The 900 kilometer long railroad will be constructed within the next four years.
3 new thermal power plans to be built in Primorye
FIS reported that the Primorsky Krai's Governor emphasized that in 2007 several decisions were made to implement significant industrial projects in the Krai, including the construction of three thermal power stations in Ussuriysk, Khasansky and Nadezhdinsky districts.
The report added that there are investors willing to build up oil processing and petrochemical companies in the Krai.

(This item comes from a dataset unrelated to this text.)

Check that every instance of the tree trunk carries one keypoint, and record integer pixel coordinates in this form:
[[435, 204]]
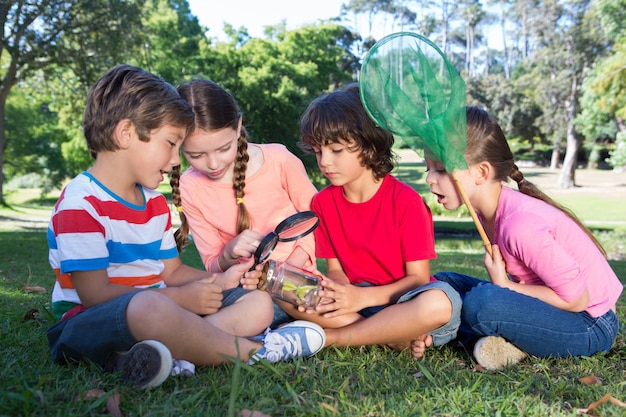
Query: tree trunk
[[567, 177], [556, 156], [3, 101]]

It said that the agreement was reached on the construction of an oil filling port in the final point of the Eastern Siberia - Pacific Ocean oil pipeline and the construction of the gas pipeline is to be completed by 2012.
Gazprom invests USD 1.2 billion in Yuzhno-Russkoye giant gas field
RIA Novosti reported that Russian energy giant Gazprom has invested EUR 0.85 billion in the development of northwest Siberia's Yuzhno-Russkoye oil and gas deposit. Mr Alexander Medvedev deputy chairman of the Gazprom management committee said total investment in the deposit, which went into operation recently and would total EUR 2 billion.
The deposit launch ceremony was attended by First Deputy Chairman of the Russian Government and Chairman of the Gazprom Board of Directors Dmitry Medvedev, Chairman of the Gazprom Management Committee Alexei Miller and German Foreign Minister Frank-Walter Steinmeier.
The deposit, for which Gazprom subsidiary Severneftegazprom holds a license, has 805 billion cubic meters of proven gas reserves, and 5.7 million tonnes (42 million barrels) of proven oil reserves.
The Yuzhno-Russkoye deposit is expected to produce 1.4 billion cubic meters of gas in the fourth quarter of 2007 and reach its design capacity of 25 billion cubic meters per year in 2009.
Gazprom closed a deal with BASF AG on the German chemical company's participation in the project, and also drew up a list of assets to be swapped with Germany's E.ON to enable it to join the west Siberian gas field project as well. Under an asset swap agreement between Gazprom and Germany's BASF AG, signed earlier this year, the German energy concern bought a 25% minus one ordinary share and one privileged share without a voting right in Severneftegazprom.
Fire traps workers at Ukrainian coal mine
Russia Today reported that a major fire has broken out at a coal mine in the city of Rodinskoe in Ukraine's Donetsk region. According to reports it started Wednesday morning, when more than 850 miners were underground.
An evacuation is now under way. A rescue team is thought to already have been inside the mine.
Ukraine has been hit by a series of mine disasters this year, including a blast at the Zasyadko mine, also in the Donetsk region, which killed at least 100 people.
New Pipe Technologies to build up glass plastic pipe plant
RCC News reported that the Moscow based New Pipe Technologies is to construct a plant making glass plastic polyether pipes of the diameter from 300mm to 2,600 mm. The plant is to make about 180 kilometers of pipes per annum.
The glass plastic pipes' main competitive advantage is that they are made by Techno Bell technology, which is used by many plants in Europe and only by one plant in Russia that is in Sergiev Posad.
The pipes produced by this technology are light and have high corrosive and chemical resistance. As well as high mechanical strength and can be used in household and industrial water supply systems, for repairs of worn pipelines and irrigation installations.